# Double Decker Pet Stroller Reccommendation



## sophie (Jul 9, 2006)

Does anyone have this stroller or any recommendations for a similar stroller? I'm looking for something I can use to get all of them into the vet, groomer, etc., at the same time. Just not sure how durable this looks. Last visit trying to get them all into the vet at the same time was a circus. 

If it would double as car carriers that would be a bonus as the Large Lookout we've been using isn't working out anymore. After all these years, Sophie and Annie have started to climb all over each other in it, trying to change sides, and they've been getting their legs twisted in the loops. I had to pull over the other day and untangle them and Sophie's leg. Ruby uses a soft sided Petmate carrier in the car, but it's getting old and doesn't have a shoulder strap, just a hand strap.

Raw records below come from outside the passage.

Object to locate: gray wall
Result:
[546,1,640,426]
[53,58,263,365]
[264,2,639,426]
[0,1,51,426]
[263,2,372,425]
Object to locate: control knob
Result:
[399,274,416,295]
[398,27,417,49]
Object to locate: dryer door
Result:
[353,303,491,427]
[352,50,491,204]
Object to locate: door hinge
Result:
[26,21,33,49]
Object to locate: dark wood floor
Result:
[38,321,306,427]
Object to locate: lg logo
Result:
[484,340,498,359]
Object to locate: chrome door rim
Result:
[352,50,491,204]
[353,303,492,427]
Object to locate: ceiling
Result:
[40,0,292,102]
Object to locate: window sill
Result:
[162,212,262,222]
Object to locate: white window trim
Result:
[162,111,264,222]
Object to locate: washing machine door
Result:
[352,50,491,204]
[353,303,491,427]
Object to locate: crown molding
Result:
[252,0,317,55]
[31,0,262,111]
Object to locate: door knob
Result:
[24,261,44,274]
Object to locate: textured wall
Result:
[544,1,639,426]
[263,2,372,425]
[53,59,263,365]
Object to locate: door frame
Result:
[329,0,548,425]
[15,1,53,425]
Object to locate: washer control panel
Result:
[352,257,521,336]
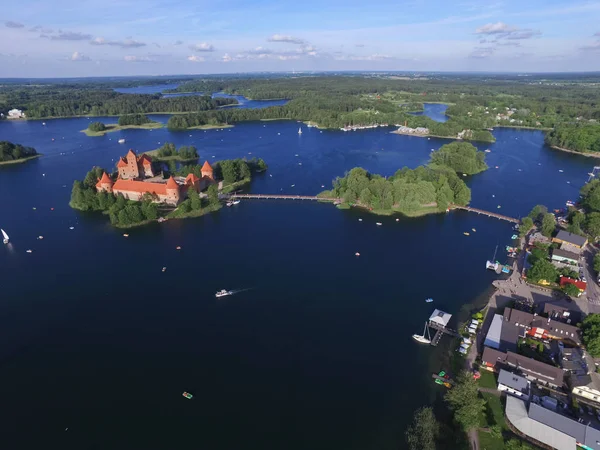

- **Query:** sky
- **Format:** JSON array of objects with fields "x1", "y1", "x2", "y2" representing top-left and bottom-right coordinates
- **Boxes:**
[{"x1": 0, "y1": 0, "x2": 600, "y2": 77}]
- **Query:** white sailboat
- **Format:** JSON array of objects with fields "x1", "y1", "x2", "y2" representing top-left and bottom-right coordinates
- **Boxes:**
[{"x1": 413, "y1": 322, "x2": 431, "y2": 344}]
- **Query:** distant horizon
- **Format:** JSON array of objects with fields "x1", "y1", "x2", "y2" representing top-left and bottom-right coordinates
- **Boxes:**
[{"x1": 0, "y1": 0, "x2": 600, "y2": 78}]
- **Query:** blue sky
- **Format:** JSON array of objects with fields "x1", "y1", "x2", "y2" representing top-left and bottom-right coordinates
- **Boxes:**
[{"x1": 0, "y1": 0, "x2": 600, "y2": 77}]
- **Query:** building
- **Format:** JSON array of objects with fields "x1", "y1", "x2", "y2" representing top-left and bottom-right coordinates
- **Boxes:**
[
  {"x1": 559, "y1": 277, "x2": 587, "y2": 295},
  {"x1": 7, "y1": 109, "x2": 25, "y2": 119},
  {"x1": 481, "y1": 347, "x2": 564, "y2": 389},
  {"x1": 552, "y1": 248, "x2": 579, "y2": 265},
  {"x1": 117, "y1": 150, "x2": 155, "y2": 180},
  {"x1": 498, "y1": 369, "x2": 531, "y2": 400},
  {"x1": 505, "y1": 396, "x2": 600, "y2": 450},
  {"x1": 552, "y1": 230, "x2": 587, "y2": 250}
]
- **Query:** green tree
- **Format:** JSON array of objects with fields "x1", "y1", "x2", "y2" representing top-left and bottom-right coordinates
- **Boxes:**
[
  {"x1": 444, "y1": 371, "x2": 485, "y2": 432},
  {"x1": 88, "y1": 122, "x2": 106, "y2": 133},
  {"x1": 581, "y1": 314, "x2": 600, "y2": 358},
  {"x1": 562, "y1": 284, "x2": 581, "y2": 297},
  {"x1": 527, "y1": 259, "x2": 558, "y2": 283},
  {"x1": 405, "y1": 406, "x2": 440, "y2": 450},
  {"x1": 206, "y1": 184, "x2": 219, "y2": 206},
  {"x1": 519, "y1": 216, "x2": 533, "y2": 237},
  {"x1": 542, "y1": 213, "x2": 556, "y2": 237}
]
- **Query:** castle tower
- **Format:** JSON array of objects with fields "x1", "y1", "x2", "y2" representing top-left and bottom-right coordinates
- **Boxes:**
[
  {"x1": 96, "y1": 172, "x2": 113, "y2": 194},
  {"x1": 201, "y1": 161, "x2": 214, "y2": 180},
  {"x1": 125, "y1": 149, "x2": 140, "y2": 179},
  {"x1": 166, "y1": 177, "x2": 181, "y2": 205}
]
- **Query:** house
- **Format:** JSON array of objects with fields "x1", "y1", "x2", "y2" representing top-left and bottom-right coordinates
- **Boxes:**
[
  {"x1": 481, "y1": 347, "x2": 564, "y2": 389},
  {"x1": 552, "y1": 248, "x2": 579, "y2": 265},
  {"x1": 505, "y1": 396, "x2": 600, "y2": 450},
  {"x1": 552, "y1": 230, "x2": 587, "y2": 250},
  {"x1": 498, "y1": 369, "x2": 531, "y2": 400},
  {"x1": 8, "y1": 109, "x2": 25, "y2": 119},
  {"x1": 559, "y1": 277, "x2": 587, "y2": 295},
  {"x1": 117, "y1": 149, "x2": 155, "y2": 180}
]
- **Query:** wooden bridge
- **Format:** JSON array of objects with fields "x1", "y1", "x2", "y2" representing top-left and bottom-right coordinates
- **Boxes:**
[
  {"x1": 228, "y1": 194, "x2": 342, "y2": 203},
  {"x1": 223, "y1": 193, "x2": 521, "y2": 223},
  {"x1": 449, "y1": 205, "x2": 521, "y2": 223}
]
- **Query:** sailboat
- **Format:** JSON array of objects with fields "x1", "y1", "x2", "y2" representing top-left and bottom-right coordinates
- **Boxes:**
[
  {"x1": 413, "y1": 322, "x2": 431, "y2": 344},
  {"x1": 485, "y1": 244, "x2": 498, "y2": 271}
]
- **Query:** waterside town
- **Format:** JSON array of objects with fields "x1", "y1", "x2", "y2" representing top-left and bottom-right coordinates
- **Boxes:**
[{"x1": 96, "y1": 150, "x2": 216, "y2": 206}]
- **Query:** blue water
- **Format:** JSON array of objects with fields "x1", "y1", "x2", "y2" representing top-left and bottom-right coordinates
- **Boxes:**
[
  {"x1": 114, "y1": 84, "x2": 288, "y2": 109},
  {"x1": 411, "y1": 103, "x2": 448, "y2": 122},
  {"x1": 0, "y1": 116, "x2": 594, "y2": 450}
]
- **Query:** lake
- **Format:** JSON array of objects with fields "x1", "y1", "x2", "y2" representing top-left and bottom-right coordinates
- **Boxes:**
[
  {"x1": 113, "y1": 84, "x2": 288, "y2": 109},
  {"x1": 0, "y1": 110, "x2": 595, "y2": 450}
]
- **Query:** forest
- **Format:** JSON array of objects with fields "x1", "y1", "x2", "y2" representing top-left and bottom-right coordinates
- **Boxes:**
[{"x1": 0, "y1": 141, "x2": 38, "y2": 163}]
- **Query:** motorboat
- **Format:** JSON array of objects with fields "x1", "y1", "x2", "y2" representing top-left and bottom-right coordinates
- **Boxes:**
[{"x1": 413, "y1": 322, "x2": 431, "y2": 344}]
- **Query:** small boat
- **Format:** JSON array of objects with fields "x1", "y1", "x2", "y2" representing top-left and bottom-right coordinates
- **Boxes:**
[
  {"x1": 215, "y1": 289, "x2": 233, "y2": 298},
  {"x1": 413, "y1": 322, "x2": 431, "y2": 344}
]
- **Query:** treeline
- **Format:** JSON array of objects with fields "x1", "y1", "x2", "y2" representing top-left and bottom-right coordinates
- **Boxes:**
[
  {"x1": 119, "y1": 114, "x2": 154, "y2": 127},
  {"x1": 156, "y1": 142, "x2": 199, "y2": 161},
  {"x1": 0, "y1": 141, "x2": 38, "y2": 162},
  {"x1": 0, "y1": 87, "x2": 237, "y2": 119},
  {"x1": 69, "y1": 167, "x2": 158, "y2": 227},
  {"x1": 546, "y1": 124, "x2": 600, "y2": 153}
]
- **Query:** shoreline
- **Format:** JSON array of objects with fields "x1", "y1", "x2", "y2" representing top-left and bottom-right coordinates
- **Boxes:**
[
  {"x1": 549, "y1": 145, "x2": 600, "y2": 158},
  {"x1": 0, "y1": 153, "x2": 42, "y2": 166}
]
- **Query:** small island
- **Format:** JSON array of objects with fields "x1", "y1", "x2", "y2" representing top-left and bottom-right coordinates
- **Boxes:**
[
  {"x1": 69, "y1": 150, "x2": 266, "y2": 228},
  {"x1": 0, "y1": 141, "x2": 42, "y2": 165},
  {"x1": 81, "y1": 114, "x2": 164, "y2": 136},
  {"x1": 318, "y1": 142, "x2": 487, "y2": 217}
]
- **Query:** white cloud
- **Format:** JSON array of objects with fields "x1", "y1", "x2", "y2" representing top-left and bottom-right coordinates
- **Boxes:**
[
  {"x1": 90, "y1": 37, "x2": 146, "y2": 48},
  {"x1": 4, "y1": 20, "x2": 25, "y2": 28},
  {"x1": 267, "y1": 34, "x2": 305, "y2": 44},
  {"x1": 71, "y1": 52, "x2": 90, "y2": 61},
  {"x1": 123, "y1": 55, "x2": 156, "y2": 62},
  {"x1": 190, "y1": 42, "x2": 215, "y2": 52}
]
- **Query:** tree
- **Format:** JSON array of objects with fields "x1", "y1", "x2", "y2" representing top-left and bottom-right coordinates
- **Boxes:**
[
  {"x1": 88, "y1": 122, "x2": 106, "y2": 133},
  {"x1": 405, "y1": 406, "x2": 440, "y2": 450},
  {"x1": 562, "y1": 283, "x2": 581, "y2": 297},
  {"x1": 542, "y1": 213, "x2": 556, "y2": 237},
  {"x1": 581, "y1": 314, "x2": 600, "y2": 358},
  {"x1": 206, "y1": 184, "x2": 219, "y2": 206},
  {"x1": 519, "y1": 217, "x2": 533, "y2": 237},
  {"x1": 444, "y1": 371, "x2": 485, "y2": 432},
  {"x1": 527, "y1": 259, "x2": 558, "y2": 283}
]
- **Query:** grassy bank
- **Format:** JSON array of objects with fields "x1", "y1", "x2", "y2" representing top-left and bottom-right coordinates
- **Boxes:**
[
  {"x1": 81, "y1": 122, "x2": 165, "y2": 137},
  {"x1": 0, "y1": 153, "x2": 42, "y2": 166}
]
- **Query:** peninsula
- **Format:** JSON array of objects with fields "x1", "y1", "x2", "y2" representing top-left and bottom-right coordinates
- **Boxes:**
[{"x1": 0, "y1": 141, "x2": 42, "y2": 165}]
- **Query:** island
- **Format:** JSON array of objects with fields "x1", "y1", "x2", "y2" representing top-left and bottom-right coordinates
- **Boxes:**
[
  {"x1": 318, "y1": 142, "x2": 487, "y2": 217},
  {"x1": 0, "y1": 141, "x2": 42, "y2": 165},
  {"x1": 69, "y1": 150, "x2": 266, "y2": 228}
]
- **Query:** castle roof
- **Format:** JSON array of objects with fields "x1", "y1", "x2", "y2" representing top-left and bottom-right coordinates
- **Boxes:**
[
  {"x1": 166, "y1": 176, "x2": 179, "y2": 189},
  {"x1": 96, "y1": 172, "x2": 112, "y2": 187},
  {"x1": 113, "y1": 178, "x2": 171, "y2": 195}
]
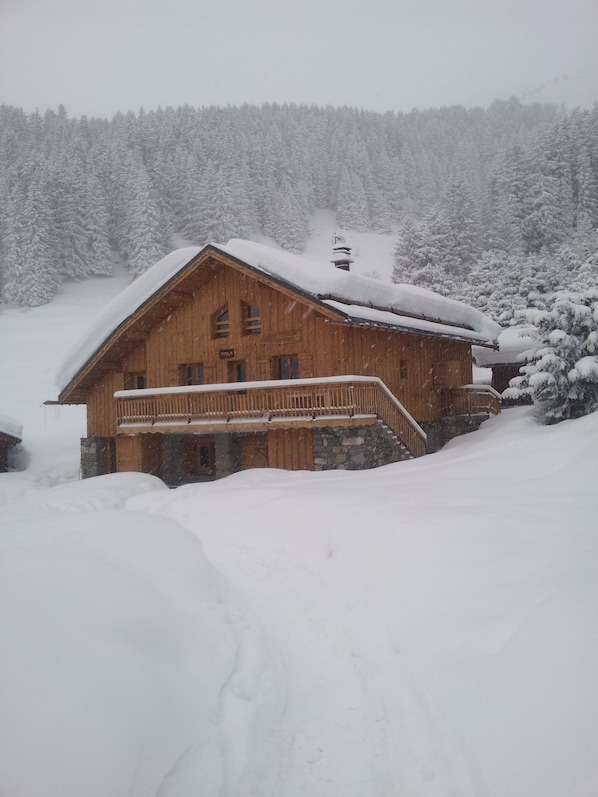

I also need one of the carriers to be able to hold two: a five pounder and a 12 pounder. I can't put Annie and Ruby together as Annie is not a big fan of Ruby when in close quarters.  Thanks!!!

Thanks for any input!


----------



## Furbabies mom (Jul 25, 2011)

I don't have a double decker stroller, but one that holds two, and a large one for all four of mine. 
I like this one from Amazon

Amazon.com : Guardian Gear Double Decker Pet Stroller for Dogs and Cats, Grape : Pet Carrier Strollers : Pet Supplies


----------



## sophie (Jul 9, 2006)

Thanks, Deborah. I saw that one, too, but not sure if the carriers detach to use in the car and they look so closed in. I get claustrophobia just looking at it. lol


----------



## Furbabies mom (Jul 25, 2011)

sophie said:


> Thanks, Deborah. I saw that one, too, but not sure if the carriers detach to use in the car and they look so closed in. I get claustrophobia just looking at it. lol


I don't think that the top comes off. The fabric rolls up so that they can see out. 
Does the one that you're looking at, able to use each compartment as a carrier as well? That's a great feature. From the car to the stroller without having to take them out!


----------



## sophie (Jul 9, 2006)

Yes, both carriers detach. I'm thinking of buying it as it's only about $50. 
I like the kittywalk, but that one is over $300!!!


----------